[GlobalISel][RFC] Thoughts on MachineModulePass

Hi,

In the initial thread of the proposal for GlobalISel, I have mentioned that it may be interesting to have a kind of MachineModulePass.
Marcello mentioned this would be useful for their current pipeline.

I am interested in knowing:
1. If anyone else is interested for such concept?
2. What kind of information should we make accessible in an hypothetical MachineModule? I.e., how do you plan to use the MachineModulePass so that we make the right design decisions for the MachineModule feeding those passes?
3. Who would be willing to work on that?

Thanks,
-Quentin

Hi,

In the initial thread of the proposal for GlobalISel, I have mentioned that it may be interesting to have a kind of MachineModulePass.
Marcello mentioned this would be useful for their current pipeline.

I am interested in knowing:
1. If anyone else is interested for such concept?
2. What kind of information should we make accessible in an hypothetical MachineModule? I.e., how do you plan to use the MachineModulePass so that we make the right design decisions for the MachineModule feeding those passes?
3. Who would be willing to work on that?

Nearly perfect timing. I just wrote a grant proposal requesting funding to do just such a thing.
:slight_smile:

My research group is interested in a MachineModulePass because we are using LLVM's MachineInstr infrastructure for analyzing machine code.
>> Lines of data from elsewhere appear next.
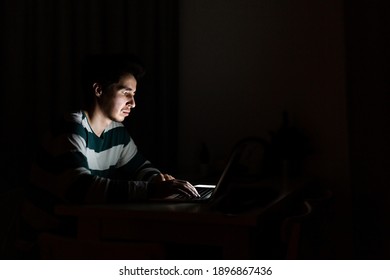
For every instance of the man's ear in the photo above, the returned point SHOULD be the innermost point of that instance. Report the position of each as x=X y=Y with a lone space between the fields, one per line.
x=97 y=89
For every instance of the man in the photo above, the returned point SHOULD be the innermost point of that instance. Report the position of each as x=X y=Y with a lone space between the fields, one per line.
x=89 y=157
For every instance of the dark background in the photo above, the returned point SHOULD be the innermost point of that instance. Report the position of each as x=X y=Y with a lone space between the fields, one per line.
x=219 y=71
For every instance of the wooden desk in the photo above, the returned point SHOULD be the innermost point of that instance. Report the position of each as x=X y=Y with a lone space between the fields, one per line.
x=191 y=223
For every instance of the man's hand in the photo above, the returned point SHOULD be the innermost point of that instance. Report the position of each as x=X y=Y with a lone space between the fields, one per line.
x=164 y=185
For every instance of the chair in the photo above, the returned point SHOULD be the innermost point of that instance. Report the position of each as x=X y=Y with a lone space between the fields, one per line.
x=291 y=230
x=54 y=246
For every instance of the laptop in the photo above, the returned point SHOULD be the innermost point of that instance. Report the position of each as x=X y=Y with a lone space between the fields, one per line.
x=208 y=193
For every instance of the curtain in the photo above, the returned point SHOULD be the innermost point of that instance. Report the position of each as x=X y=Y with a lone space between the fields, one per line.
x=43 y=45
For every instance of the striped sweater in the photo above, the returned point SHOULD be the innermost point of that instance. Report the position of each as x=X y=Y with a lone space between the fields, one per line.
x=74 y=165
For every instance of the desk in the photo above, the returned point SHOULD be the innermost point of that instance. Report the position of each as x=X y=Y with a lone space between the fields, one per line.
x=193 y=223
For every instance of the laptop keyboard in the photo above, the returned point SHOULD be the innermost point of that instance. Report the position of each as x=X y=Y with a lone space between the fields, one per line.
x=203 y=192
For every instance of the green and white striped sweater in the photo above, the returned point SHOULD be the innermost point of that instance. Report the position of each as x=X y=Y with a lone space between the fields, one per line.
x=74 y=165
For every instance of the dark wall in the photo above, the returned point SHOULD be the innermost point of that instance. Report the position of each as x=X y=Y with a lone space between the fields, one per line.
x=368 y=77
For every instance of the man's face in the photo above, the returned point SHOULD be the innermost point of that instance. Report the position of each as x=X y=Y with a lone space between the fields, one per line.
x=118 y=99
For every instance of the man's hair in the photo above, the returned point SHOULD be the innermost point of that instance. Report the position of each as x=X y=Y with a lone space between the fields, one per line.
x=108 y=69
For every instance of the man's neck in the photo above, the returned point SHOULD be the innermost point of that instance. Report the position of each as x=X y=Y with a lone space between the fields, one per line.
x=97 y=121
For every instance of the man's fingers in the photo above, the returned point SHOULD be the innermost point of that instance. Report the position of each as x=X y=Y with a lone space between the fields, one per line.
x=186 y=187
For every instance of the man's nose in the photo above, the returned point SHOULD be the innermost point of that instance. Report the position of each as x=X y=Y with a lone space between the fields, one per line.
x=131 y=102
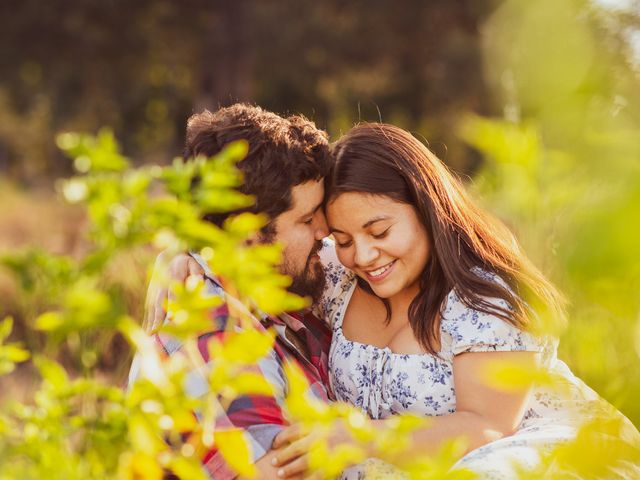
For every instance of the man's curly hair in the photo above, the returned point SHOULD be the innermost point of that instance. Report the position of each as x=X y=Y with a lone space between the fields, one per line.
x=283 y=152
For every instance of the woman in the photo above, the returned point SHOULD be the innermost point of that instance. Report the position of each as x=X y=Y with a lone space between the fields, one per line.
x=434 y=292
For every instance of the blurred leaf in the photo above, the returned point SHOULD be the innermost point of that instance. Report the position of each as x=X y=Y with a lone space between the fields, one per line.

Specifically, we are attempting to build an infrastructure for measuring how well various defenses work against code reuse attacks. We are analyzing both data flow and control flow, and it would be handy for us to be able to analyze an entire program's assembly code (because we're looking for every last reusable instruction that an attacker could use and how those instructions can be strung together). We want to analyze after everything has been done (register allocation, instruction selection and scheduling, etc.).

At the very least, we'll be doing analysis, though it is conceivable that we would want to do transformation in the future (e.g., if we can determine that breaking certain data flows would stop an attack, we could transform the code to change the data flow).

Ethan, can you add anything more specific on what would be on our wish list?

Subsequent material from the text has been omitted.